I just asked a stability employee and they said the the current models ran into an overfitting issue probably due to some duplicated data somewhere in their dataset, which consists of 1.5T tokens. The 800B tokens is the number of tokens they've been trained on so far. The plan is to keep going and train on the rest of the data once the issue is resolved.

HarHarVeryFunny · on April 19, 2023

I've asked this question in a few places, and never been able to get an answer, maybe you know...

Q: Why are these LLMs trained on a single epoch, and perform worse if the dataset is repeated ?

This seems maybe related to suspecting data duplication as a cause of overfitting.
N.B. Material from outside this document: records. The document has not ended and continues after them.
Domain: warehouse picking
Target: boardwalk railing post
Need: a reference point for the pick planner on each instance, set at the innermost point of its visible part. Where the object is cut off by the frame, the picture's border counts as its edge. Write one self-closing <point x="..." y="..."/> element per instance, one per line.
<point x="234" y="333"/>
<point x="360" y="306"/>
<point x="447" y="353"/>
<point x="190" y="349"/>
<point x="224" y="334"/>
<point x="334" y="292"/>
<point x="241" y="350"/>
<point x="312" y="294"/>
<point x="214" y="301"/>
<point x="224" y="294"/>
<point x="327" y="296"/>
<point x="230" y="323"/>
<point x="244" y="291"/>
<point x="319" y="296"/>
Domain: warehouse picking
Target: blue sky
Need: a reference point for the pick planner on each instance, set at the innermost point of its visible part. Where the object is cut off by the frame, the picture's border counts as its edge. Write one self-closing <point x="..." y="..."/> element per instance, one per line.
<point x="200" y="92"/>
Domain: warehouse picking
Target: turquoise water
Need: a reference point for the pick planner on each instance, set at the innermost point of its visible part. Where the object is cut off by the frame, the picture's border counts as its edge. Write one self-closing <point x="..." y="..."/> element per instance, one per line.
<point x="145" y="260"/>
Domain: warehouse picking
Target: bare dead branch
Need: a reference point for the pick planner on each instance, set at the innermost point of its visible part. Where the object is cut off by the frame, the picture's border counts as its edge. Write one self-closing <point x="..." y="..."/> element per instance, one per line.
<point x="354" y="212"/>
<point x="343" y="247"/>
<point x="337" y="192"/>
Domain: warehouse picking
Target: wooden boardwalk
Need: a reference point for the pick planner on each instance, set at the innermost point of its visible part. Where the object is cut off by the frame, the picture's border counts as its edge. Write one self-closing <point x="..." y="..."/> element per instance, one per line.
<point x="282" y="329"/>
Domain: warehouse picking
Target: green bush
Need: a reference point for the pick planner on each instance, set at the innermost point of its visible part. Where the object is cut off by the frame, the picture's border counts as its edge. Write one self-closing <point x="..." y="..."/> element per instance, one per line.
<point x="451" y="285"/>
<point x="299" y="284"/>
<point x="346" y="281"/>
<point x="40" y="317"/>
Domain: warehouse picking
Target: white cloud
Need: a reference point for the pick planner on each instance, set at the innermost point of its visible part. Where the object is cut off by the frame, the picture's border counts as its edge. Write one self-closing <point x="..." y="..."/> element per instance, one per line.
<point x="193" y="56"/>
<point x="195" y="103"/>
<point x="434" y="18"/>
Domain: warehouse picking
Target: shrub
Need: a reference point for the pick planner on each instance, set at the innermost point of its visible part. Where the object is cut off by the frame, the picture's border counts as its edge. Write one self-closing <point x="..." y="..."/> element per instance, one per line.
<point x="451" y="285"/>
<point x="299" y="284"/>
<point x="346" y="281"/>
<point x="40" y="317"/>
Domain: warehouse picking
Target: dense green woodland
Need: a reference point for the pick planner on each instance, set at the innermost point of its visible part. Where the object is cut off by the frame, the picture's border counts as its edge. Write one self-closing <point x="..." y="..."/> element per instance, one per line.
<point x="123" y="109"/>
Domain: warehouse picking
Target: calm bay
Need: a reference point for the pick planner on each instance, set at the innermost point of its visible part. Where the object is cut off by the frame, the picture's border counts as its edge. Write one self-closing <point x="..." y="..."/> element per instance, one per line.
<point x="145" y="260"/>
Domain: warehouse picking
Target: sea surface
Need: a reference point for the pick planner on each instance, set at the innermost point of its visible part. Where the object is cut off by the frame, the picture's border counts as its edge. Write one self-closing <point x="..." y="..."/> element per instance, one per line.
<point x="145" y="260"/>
Why don't LLMs need multi-epoch training at a low learning rate to generalize? If they are managing to learn from a single epoch, that sounds more like they may be memorizing!

thunderbird120 · on April 20, 2023

Never repeating your training data is what you'd ideally like to do for training basically any ML model. If you do that you don't really need to worry about overfitting since the model is constantly trying to fit a stream of new data. To reduce its training error it actually has to model the structure of the data rather than just memorizing it since each training step will involve data it has never seen before. Larger models are more prone to overfitting but also learn several orders of magnitude faster. If you can use larger models without being concerned about overfitting it's generally desirable to do so. It's just that most tasks don't actually have enough data to support doing that. Thankfully, text modeling does have enough data.

HarHarVeryFunny · on April 21, 2023

Thanks.

So when, for example, we train an ImageNet model over multiple epochs using rotation/scaling/etc augmentation, it's really better to think of this as one epoch over a unique set of images than multi-epoch per se ? I was really thinking of augmentation as a way to get coverage over the input space rather than ensuring the training data doesn't repeat, but I guess it serves both purposes.

It does still seem that many LLMs are overfitting / memorizing to a fair degree though - maybe just because they are still too big for the amount of data they are trained on ? It seems like a bit of a balancing act - wanting an LLM to generalize, but yet also to serve as somewhat of a knowledge store for rare data it has only seen once.